Gyratory Crusher Supplier
PASCAL is a professional gyratory crusher supplier, with its factory established in 2017, based in Luoyang, China. The company serves as a global supplier of heavy industrial machinery, specializing in crushers and various mechanical equipment used in the mining and construction sectors. They can provide gyratory crushers ranging from standard to fully hydraulic models for large-scale mining projects, meeting the stringent demands for high capacity and reliability in the primary crushing stage.
Gyratory Crusher FAQ
What is the main difference between a gyratory crusher and a jaw crusher?
Both are primary crushers. The main difference is that a gyratory crusher operates continuously with extremely high throughput, making it suitable for very large mines. A jaw crusher operates intermittently, has a simpler structure, lower initial investment, and is suitable for small to medium-sized projects. For the same processing capacity, the equipment cost and civil construction investment for a gyratory crusher are typically higher.
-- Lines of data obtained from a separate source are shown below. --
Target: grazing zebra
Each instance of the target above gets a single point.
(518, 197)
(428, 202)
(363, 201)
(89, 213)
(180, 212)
How do you adjust the discharge opening?
On modern hydraulic gyratory crushers, the discharge opening is adjusted by raising or lowering the main shaft using the hydraulic system, although this is typically used to compensate for liner wear rather than for frequent setting changes. Operators can make precise adjustments from the control room or locally.
What is the "bridging" phenomenon? How can it be avoided?
"Bridging" refers to large pieces of material getting stuck at the feed opening's cross beam, forming an arch-shaped blockage that prevents feeding. Avoidance methods include: controlling the maximum fragment size after blasting, using appropriate feeding equipment, ensuring uniform and continuous feeding, and avoiding sudden surges of feed.
What are the possible causes of main shaft breakage?
Possible causes include: long-term overload operation, frequent "tramp iron" impacts, manufacturing defects within the shaft, loose fit between the shaft and mantle causing impact, or the accumulation of long-term fatigue damage.
What should be done if the liners wear unevenly?
First, check if the feed point is off-center, causing material to concentrate on one side. Second, check if the discharge opening is uniform. Consider adjusting the feed chute design or replacing liners with different tooth profiles to optimize the wear pattern.
What causes low oil pressure in the lubrication system?
Common causes include: low oil level in the tank, clogged or leaking suction line of the oil pump, severe pump wear, clogged filter, cracked oil pipe or loose leaking fittings, or excessive wear at lubrication points (e.g., the clearance between the eccentric bushing and frame bushing) leading to oil leakage.